Dentro de Amazon, la inteligencia artificial dejó de ser solo una herramienta de trabajo y se convirtió durante un tiempo en un marcador de oficina. El resultado fue una escena bastante conocida en cualquier organización cuando una métrica manda demasiado. La gente empezó a optimizar el número, no el producto.
La empresa ha cancelado Kirorank, un sistema interno creado para medir cuánto usaban sus desarrolladores las herramientas de inteligencia artificial. La directiva había fijado una meta concreta y el 80 % de los programadores debía usar inteligencia artificial cada semana, una cifra que acabó empujando conductas difíciles de defender.
Cuando el ranking premia gastar tokens, el truco aparece solo
Algunos empleados pusieron en marcha procesos en bucle con agentes autónomos basados en MeshClaw para consumir tokens de forma artificial y subir posiciones en la clasificación. No buscaban necesariamente escribir mejor código. Buscaban aparecer mejor en el tablero.
Ese detalle importa porque el abuso no salió gratis. El consumo inflado de tokens aumentó los costes de computación e infraestructura, justo en un momento en que cada consulta, cada iteración y cada automatismo cuentan también como factura.
Dave Treadwell, vicepresidente sénior de Amazon, abordó el problema ante la plantilla.
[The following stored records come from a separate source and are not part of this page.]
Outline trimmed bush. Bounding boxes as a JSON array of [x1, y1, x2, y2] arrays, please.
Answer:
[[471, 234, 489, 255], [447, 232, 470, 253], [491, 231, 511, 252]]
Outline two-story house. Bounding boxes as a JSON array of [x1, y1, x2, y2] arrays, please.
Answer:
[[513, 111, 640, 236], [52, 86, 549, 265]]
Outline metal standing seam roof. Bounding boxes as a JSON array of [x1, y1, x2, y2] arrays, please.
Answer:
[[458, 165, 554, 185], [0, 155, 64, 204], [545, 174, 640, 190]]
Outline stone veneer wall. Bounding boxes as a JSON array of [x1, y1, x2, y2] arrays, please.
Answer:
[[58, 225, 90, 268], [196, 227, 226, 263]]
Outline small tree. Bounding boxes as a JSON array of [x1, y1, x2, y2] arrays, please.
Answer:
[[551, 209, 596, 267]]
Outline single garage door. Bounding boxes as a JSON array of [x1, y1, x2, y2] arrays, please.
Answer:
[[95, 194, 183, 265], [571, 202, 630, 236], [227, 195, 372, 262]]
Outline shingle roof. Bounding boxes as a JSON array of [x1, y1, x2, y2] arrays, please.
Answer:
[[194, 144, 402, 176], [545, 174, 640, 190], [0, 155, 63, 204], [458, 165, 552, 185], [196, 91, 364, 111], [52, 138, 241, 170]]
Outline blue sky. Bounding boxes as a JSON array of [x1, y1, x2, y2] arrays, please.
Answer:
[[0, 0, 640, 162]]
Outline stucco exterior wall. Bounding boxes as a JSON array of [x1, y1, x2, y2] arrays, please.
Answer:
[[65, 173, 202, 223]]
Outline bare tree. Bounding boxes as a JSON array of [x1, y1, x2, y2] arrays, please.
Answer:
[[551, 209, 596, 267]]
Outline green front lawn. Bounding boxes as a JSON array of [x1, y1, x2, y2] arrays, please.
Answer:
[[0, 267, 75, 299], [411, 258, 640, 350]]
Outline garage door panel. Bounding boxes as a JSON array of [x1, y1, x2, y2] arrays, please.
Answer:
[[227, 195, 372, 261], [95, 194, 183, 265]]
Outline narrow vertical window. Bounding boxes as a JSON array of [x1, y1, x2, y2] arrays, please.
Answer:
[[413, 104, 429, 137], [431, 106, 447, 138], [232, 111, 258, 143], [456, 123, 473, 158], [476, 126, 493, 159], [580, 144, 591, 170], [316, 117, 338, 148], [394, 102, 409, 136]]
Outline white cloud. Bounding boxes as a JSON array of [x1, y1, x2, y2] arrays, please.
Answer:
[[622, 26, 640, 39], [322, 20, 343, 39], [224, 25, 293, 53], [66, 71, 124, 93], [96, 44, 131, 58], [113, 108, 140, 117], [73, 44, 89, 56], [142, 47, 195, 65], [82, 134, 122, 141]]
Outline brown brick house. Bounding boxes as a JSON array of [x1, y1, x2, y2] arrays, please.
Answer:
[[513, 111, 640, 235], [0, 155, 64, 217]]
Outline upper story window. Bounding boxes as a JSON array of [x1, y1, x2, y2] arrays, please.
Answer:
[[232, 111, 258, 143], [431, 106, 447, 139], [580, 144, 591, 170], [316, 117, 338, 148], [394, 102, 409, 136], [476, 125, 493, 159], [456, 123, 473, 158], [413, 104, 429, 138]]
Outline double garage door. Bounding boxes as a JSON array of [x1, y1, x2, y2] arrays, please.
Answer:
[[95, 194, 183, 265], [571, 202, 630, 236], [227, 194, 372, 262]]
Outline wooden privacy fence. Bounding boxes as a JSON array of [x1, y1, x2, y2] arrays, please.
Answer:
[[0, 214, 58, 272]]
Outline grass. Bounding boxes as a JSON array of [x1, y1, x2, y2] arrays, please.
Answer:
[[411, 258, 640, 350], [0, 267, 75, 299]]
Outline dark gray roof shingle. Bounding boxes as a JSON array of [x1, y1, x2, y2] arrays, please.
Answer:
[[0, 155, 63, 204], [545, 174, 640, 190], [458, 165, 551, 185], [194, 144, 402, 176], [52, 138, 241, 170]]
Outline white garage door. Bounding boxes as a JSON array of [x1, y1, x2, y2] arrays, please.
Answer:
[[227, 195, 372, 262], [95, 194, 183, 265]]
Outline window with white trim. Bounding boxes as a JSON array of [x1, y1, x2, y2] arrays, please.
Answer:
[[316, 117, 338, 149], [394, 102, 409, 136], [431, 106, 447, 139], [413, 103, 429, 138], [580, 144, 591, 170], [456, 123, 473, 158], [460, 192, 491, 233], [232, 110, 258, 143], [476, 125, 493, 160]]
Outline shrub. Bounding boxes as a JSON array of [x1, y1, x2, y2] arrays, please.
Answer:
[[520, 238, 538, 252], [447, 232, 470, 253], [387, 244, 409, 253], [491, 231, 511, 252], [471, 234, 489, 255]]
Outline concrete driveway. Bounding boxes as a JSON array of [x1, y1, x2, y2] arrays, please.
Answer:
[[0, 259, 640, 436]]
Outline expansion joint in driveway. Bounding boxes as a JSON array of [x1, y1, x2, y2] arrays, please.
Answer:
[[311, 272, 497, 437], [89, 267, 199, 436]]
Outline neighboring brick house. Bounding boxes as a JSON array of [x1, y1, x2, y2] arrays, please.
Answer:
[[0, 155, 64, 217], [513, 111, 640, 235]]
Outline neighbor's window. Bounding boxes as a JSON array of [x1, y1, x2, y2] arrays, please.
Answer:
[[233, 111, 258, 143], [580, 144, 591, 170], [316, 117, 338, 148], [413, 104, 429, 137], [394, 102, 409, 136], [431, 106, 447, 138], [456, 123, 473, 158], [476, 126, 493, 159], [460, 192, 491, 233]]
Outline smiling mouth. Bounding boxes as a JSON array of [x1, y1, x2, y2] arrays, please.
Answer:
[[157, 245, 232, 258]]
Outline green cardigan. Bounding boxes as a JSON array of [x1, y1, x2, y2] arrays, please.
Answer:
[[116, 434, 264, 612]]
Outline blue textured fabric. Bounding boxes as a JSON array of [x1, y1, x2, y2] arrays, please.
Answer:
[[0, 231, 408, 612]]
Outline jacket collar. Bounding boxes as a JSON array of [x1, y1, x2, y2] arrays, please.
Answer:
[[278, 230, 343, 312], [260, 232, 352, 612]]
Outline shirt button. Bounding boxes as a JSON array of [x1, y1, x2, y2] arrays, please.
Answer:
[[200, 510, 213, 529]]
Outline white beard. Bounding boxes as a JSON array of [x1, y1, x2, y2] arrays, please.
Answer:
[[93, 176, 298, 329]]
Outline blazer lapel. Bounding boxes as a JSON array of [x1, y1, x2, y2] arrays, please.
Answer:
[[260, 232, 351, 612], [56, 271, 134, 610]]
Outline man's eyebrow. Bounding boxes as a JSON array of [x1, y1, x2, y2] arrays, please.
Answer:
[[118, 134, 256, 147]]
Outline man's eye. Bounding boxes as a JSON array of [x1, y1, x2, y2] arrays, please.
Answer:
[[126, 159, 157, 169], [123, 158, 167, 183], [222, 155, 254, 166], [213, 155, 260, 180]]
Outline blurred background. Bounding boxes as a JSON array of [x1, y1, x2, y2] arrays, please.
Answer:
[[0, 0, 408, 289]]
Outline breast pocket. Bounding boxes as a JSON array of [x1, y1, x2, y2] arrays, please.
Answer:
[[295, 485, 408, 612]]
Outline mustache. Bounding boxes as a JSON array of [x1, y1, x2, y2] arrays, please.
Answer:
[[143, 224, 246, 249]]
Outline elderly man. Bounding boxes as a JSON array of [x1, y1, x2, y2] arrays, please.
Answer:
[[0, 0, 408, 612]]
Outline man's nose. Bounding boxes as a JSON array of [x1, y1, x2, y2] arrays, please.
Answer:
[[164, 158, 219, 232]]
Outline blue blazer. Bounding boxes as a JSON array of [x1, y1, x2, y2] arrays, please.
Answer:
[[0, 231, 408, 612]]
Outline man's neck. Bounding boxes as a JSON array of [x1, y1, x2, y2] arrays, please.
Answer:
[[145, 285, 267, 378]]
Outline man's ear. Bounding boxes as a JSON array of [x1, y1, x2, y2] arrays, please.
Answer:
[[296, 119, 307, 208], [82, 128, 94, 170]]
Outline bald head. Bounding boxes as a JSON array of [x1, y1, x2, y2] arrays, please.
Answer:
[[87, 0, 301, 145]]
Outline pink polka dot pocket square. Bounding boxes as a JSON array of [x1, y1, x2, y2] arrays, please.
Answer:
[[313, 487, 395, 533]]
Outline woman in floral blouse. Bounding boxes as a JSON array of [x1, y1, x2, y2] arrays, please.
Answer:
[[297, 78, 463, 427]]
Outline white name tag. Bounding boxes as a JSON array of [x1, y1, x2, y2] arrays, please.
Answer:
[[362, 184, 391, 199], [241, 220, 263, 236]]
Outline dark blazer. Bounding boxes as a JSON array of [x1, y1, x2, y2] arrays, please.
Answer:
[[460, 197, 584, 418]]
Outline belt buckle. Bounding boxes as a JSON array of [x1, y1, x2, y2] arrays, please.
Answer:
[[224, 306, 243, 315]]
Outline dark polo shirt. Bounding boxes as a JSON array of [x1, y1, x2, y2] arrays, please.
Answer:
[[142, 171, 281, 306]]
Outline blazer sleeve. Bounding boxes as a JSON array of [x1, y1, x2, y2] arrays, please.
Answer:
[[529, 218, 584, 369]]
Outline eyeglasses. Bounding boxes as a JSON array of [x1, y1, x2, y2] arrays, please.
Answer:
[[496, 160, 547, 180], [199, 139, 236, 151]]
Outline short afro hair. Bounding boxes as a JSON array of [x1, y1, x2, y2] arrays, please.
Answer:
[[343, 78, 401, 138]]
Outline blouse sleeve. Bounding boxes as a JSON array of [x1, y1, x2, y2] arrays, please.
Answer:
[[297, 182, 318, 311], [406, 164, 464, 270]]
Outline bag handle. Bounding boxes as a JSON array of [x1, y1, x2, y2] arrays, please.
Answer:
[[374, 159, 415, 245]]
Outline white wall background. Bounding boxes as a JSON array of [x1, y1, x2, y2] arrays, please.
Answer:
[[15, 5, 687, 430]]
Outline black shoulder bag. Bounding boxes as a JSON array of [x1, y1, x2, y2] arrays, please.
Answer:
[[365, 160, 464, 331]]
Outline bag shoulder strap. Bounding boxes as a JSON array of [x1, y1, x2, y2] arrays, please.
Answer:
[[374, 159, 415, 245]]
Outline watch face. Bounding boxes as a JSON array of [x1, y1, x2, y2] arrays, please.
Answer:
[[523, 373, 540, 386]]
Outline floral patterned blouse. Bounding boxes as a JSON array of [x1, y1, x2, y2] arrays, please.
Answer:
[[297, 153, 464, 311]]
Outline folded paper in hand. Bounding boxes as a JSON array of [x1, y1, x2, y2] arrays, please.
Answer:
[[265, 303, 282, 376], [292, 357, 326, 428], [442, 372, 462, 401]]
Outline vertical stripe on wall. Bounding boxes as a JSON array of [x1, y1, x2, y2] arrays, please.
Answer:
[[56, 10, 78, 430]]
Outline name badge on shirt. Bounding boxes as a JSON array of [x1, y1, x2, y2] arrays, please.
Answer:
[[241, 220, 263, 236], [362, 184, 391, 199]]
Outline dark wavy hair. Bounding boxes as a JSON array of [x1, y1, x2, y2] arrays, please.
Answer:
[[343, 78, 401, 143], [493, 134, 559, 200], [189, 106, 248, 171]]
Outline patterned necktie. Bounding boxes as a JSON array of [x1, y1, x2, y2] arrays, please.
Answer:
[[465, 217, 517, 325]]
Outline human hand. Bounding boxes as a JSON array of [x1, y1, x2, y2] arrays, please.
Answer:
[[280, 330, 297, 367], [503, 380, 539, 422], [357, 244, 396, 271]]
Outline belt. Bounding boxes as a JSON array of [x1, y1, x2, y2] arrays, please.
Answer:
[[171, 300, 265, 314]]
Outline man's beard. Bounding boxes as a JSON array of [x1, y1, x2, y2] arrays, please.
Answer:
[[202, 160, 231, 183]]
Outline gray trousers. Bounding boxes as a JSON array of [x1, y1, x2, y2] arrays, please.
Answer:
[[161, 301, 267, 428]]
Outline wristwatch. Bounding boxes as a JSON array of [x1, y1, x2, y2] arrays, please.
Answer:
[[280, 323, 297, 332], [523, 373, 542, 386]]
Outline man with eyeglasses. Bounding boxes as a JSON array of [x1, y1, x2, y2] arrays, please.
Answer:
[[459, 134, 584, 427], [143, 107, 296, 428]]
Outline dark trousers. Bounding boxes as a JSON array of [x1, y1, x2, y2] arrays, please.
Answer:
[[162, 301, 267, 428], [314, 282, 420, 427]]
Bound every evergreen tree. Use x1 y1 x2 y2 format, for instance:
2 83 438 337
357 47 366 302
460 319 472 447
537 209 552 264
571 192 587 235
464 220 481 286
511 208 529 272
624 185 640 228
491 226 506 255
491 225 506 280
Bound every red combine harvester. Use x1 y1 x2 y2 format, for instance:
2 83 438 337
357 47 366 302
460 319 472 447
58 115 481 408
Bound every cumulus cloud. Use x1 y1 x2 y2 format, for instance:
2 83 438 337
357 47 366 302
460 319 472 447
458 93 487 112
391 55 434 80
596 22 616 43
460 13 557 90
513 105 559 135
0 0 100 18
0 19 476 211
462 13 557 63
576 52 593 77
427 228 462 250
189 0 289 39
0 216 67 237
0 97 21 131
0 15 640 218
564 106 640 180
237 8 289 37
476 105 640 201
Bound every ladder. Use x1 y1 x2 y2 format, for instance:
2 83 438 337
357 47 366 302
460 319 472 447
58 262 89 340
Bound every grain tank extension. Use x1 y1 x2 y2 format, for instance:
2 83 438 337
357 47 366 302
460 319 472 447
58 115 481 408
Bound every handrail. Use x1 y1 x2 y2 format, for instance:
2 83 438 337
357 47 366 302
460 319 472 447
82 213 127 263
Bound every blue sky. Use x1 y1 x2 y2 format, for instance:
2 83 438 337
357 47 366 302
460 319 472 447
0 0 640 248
"Por favor, no uséis la IA solo por el mero hecho de usar la IA." - Dave Treadwell, vicepresidente sénior de Amazon
Después de ese mensaje, la compañía ordenó a sus ingenieros dejar de usar la herramienta de medición y volver a concentrarse en el desarrollo de productos. El giro tiene algo de corrección de emergencia. Primero se empuja una conducta y luego hay que recordar para qué servía el trabajo.
Amazon quiere medir código útil y no solo actividad aparente
Ahora la empresa reemplazará el consumo bruto de tokens por despliegues normalizados. La nueva referencia contará las interacciones con inteligencia artificial que terminen convertidas en líneas de código integradas en los productos, una forma de pasar del volumen al resultado.
No es un matiz menor. Medir tokens consumidos equivale a premiar la conversación con la máquina, mientras que medir código incorporado obliga a mirar si ese intercambio acabó en algo utilizable por clientes o equipos internos.
Además, el gasto de capital estimado por Amazon para 2026 asciende a 200.000 millones de dólares. Con ese telón de fondo, cualquier sistema que incentive derrochar capacidad de cómputo deja de ser una rareza administrativa y pasa a tocar una cuestión muy concreta de costes.
El problema no termina en una sola empresa
Meta y Microsoft han detectado episodios idénticos de manipulación de rankings internos mediante consumo masivo de tokens. La escena cambia de edificio, pero no de lógica. Si una organización convierte el uso de una herramienta en una competición, siempre aparece alguien que aprende a inflar el contador.
Tampoco ayuda que el mercado empuje en la misma dirección. Anthropic, empresa de la que Amazon es el principal inversor, ha pasado de tarifas planas mensuales a un precio por uso ligado al consumo de tokens, de modo que cada exceso ya no parece una estadística abstracta sino una unidad directa de gasto.
Ahí queda la contradicción más interesante. Las compañías quieren que sus ingenieros adopten la inteligencia artificial, pero cuando el incentivo premia la cantidad antes que el trabajo incorporado al producto, una línea de código útil vale menos que un bucle capaz de quemar tokens durante horas.